There was sarcasm in his voice, but there was also some truth to it. Politicians are really good at giving boring answers, and the reason they often appeared on "The Daily Show" was to promote a book they had just written, which can also be a very boring thing to do.
Still, there were some interesting interviews over the years where Stewart still got to OWN, DESTROY and DEMOLISH his guests (or the other way around). Here's a few:
Rep. Nancy Pelosi (D-Calif.)
Pelosi said last year that Washington's "revolving door" problem, where elected officials' staffers leave to go work as lobbyists, was mostly an issue for the executive branch. Stewart begged to differ. "Folks in your office have gone to work for Boeing and many other contractors."
"I don't know that ..." Pelosi started to reply. Stewart cut her off. "I do."
Arkansas Gov. Mike Huckabee (R)
Huckabee argued during a 2008 appearance that the United States shouldn't mess with a 5,000-year-old institution, which Stewart offered a counterpoint to.
"Marriage has evolved greatly over those 5,000 years from a property arrangement, polygamy, we've redefined it constantly," Stewart said. "It used to be that people of different races could not marry."
"I think it's the difference between what you believe gay people are and what I do," he said. "Religion is far more of a choice than homosexuality. ... Gay people don't choose to be gay."
Then-Sen. Barack Obama (D-Ill.)
Obama had been a U.S. senator for nearly a year when Stewart asked him how he handled the pressure and hype of being an up-and-coming rising star of the Democratic Party.
"It is true, I worry about the hype," Obama said. "The only person more overhyped than me is you."
Sen. Harry Reid (D-Nev.)
Reid was soft-spoken during his 2008 appearance on the show. "As I look across from you I feel like I could filibuster this man," Stewart said. "Everyone else has, you might as well," Reid responded.

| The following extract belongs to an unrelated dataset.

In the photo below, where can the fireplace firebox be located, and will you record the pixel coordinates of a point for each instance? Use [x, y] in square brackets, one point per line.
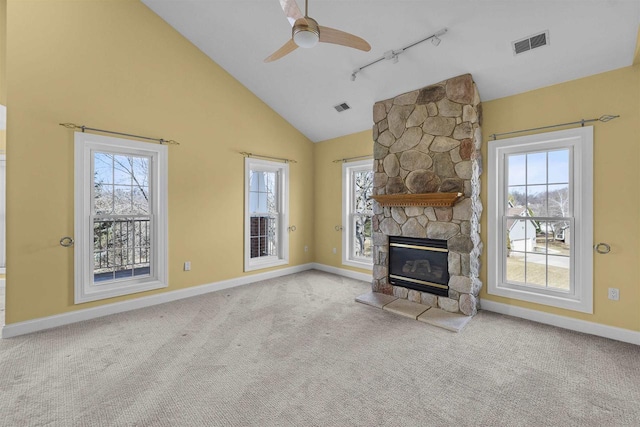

Buncombe County Republican precinct chair Don Yelton
One of the show's most memorable interviews of all time was conducted not by Stewart, but by correspondent Aasif Mandvi. In 2013, Mandvi interviewed North Carolina precinct committee member and chair, Don Yelton, about voter fraud. Yelton's remarks were racist, including using the N-word ("You know that we can hear you, right?" Mandvi asked).